Jona encaisse des clients. Il m’a repéré mais fait son taf avant tout. Je contourne le bar pour prendre mon poste. Les gestes viennent seuls, mécaniques : préparer le comptoir, aligner les verres, laver ceux dans l’évier.

Du coin de l’oeil, je vois les clients sortir. Jona se rapproche et met une main sur mon épaule.

  • Cédric…

Pour une fois, il ne me taquine pas, ne me balance pas un surnom ridicule. Mais je sais quand même que ce qu’il va dire va me faire chier.

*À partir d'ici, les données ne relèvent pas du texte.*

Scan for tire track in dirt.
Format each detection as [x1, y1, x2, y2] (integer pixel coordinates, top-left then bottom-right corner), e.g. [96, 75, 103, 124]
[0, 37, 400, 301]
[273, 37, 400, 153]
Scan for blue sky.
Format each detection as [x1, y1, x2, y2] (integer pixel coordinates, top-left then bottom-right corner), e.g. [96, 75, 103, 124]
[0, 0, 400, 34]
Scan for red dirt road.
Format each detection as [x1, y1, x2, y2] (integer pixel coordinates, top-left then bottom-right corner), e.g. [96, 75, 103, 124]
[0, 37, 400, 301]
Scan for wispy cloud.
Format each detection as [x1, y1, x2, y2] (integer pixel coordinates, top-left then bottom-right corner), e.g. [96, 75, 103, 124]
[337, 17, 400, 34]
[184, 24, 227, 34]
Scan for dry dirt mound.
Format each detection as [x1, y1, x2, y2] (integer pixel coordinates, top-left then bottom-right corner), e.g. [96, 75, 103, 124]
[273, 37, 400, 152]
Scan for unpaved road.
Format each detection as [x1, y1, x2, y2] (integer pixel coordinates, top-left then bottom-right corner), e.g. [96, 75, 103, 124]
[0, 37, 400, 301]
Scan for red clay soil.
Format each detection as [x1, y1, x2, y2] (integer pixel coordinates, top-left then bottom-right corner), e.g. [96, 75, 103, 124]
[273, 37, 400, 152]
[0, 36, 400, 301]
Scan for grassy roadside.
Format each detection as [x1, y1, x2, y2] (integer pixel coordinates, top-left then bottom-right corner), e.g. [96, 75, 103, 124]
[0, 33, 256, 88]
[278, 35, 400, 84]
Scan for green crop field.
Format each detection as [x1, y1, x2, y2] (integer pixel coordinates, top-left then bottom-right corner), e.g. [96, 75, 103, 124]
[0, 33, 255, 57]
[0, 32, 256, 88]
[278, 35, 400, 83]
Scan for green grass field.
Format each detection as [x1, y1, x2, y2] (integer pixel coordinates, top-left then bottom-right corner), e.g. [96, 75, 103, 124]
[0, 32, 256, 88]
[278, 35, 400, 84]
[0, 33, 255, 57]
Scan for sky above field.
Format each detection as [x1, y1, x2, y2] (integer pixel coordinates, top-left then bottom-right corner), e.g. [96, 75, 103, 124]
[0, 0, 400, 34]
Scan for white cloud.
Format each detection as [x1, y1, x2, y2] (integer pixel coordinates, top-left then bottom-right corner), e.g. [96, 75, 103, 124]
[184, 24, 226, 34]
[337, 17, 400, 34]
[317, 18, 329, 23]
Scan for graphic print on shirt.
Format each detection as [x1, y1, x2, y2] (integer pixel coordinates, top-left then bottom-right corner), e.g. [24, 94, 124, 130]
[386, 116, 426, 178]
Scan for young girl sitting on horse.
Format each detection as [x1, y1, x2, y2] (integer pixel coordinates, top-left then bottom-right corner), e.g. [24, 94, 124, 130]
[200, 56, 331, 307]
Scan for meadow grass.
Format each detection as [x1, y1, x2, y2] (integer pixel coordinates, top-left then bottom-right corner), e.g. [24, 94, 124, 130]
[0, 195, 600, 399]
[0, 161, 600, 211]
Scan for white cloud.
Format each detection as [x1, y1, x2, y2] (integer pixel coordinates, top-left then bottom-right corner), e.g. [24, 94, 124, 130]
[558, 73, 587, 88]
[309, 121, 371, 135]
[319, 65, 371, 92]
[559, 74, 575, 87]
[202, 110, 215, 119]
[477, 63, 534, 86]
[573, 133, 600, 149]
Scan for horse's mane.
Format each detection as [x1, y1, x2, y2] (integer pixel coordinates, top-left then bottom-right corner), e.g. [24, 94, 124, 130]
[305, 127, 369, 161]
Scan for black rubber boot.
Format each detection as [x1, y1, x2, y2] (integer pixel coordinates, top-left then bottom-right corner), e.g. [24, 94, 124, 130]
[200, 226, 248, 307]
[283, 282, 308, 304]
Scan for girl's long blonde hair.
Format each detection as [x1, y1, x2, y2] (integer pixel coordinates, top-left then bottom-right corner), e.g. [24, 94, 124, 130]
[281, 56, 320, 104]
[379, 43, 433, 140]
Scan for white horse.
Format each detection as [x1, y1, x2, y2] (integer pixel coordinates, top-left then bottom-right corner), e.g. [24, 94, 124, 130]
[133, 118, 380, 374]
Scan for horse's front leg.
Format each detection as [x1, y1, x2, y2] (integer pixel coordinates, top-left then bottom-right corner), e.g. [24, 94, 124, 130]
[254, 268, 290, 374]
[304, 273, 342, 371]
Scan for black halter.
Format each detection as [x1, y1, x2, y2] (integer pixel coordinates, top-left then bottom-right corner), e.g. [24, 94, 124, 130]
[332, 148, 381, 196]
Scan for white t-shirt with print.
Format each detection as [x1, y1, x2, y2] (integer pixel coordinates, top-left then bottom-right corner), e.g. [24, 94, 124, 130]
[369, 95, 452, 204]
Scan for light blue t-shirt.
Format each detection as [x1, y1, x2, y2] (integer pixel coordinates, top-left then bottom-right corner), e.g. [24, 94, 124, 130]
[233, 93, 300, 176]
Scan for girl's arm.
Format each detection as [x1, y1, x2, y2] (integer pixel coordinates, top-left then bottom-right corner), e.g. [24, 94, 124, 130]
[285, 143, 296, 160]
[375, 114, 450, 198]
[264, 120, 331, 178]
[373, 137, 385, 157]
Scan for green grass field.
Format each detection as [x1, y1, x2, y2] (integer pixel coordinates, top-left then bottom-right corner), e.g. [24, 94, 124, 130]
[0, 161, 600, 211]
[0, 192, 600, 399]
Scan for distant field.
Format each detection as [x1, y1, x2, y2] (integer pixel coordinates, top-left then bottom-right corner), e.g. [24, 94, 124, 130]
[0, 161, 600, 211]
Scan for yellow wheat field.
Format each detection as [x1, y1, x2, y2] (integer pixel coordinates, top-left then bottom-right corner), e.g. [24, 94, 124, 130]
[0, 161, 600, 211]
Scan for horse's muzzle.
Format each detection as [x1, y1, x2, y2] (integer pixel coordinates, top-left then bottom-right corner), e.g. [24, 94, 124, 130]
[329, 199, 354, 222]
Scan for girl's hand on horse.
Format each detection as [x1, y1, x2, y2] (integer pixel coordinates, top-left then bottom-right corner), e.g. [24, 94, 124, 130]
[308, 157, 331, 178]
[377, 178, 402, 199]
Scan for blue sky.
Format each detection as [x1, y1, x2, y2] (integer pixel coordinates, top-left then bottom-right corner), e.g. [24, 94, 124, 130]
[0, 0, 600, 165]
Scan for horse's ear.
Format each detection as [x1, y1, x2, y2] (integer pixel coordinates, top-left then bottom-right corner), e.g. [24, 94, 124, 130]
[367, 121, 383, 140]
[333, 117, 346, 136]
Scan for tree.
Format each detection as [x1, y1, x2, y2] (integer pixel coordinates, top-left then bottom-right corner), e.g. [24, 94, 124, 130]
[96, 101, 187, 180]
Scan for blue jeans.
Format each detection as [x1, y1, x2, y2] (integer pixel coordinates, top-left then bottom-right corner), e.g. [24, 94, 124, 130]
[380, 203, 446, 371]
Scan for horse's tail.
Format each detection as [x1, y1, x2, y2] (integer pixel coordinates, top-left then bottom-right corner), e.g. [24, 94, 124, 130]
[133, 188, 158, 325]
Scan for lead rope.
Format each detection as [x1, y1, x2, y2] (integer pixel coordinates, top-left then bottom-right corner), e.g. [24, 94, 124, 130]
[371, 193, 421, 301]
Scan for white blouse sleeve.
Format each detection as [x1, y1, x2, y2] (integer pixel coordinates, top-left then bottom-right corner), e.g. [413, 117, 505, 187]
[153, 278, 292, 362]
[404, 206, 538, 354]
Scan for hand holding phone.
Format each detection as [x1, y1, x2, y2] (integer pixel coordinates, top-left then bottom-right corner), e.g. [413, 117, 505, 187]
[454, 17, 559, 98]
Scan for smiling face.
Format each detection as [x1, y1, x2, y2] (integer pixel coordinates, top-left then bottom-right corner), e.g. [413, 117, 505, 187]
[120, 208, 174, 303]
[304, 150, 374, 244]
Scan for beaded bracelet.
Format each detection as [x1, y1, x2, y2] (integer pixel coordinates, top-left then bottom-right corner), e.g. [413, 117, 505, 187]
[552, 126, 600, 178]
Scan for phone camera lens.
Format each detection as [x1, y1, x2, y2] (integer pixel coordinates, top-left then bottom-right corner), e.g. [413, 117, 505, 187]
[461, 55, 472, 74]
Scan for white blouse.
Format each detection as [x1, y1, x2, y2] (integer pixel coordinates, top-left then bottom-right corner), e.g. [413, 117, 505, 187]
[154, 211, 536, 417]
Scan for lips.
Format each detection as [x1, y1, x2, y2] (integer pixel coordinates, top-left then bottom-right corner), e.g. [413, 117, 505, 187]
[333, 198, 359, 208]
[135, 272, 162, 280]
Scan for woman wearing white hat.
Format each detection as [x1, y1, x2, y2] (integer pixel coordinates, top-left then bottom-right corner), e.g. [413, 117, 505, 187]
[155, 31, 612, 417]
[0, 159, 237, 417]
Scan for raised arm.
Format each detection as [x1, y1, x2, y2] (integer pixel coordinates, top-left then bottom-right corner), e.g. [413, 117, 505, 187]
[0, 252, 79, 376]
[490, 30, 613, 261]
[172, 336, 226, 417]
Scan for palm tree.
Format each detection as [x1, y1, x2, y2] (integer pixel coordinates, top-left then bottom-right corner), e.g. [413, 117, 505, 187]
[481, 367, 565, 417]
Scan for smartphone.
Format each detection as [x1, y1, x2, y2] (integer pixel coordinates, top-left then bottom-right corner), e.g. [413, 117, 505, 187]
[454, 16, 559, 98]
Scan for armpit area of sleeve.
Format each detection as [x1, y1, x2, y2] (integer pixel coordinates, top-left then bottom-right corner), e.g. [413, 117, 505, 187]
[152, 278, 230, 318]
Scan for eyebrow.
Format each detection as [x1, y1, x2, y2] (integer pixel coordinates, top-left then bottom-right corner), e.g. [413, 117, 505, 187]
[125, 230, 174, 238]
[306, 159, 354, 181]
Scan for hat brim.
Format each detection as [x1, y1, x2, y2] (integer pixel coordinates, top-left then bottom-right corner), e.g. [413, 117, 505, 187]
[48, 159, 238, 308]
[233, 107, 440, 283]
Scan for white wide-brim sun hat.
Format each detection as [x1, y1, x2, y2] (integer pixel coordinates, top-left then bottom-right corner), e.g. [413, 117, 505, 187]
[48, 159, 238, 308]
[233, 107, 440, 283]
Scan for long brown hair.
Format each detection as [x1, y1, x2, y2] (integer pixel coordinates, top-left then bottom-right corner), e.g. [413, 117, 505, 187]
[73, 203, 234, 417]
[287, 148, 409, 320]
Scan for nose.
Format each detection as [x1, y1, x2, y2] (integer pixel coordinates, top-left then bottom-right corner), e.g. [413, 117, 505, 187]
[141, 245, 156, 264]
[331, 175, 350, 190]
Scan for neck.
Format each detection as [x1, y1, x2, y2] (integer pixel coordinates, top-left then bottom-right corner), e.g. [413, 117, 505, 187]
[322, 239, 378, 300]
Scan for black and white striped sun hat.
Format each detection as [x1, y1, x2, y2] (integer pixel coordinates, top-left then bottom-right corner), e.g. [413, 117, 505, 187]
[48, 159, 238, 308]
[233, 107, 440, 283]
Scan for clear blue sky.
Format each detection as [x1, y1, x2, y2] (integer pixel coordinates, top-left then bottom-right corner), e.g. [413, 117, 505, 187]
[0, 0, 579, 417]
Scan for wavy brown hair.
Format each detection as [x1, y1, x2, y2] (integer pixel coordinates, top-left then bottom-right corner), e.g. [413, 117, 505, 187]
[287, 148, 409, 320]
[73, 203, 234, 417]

Je me dégage sèchement.

  • Elle est partie.

Il fronce les sourcils, ouvre la bouche.

  • Elle est partie, je répète. Et on en parlera pas. On en parlera jamais. C’est clair ?

Je ne sais pas vraiment de quoi j’ai l’air. Pour être honnête je m’en fous. Ce qui compte c’est que le message passe. Et ça a l’air d’être le cas puisqu’il recule d’un ou deux pas avant de marmonner :

  • Ok…

Il reste un instant là, immobile, puis resserre légèrement sa main sur mon épaule avant de se détourner. Pas un mot de plus. Juste ce geste.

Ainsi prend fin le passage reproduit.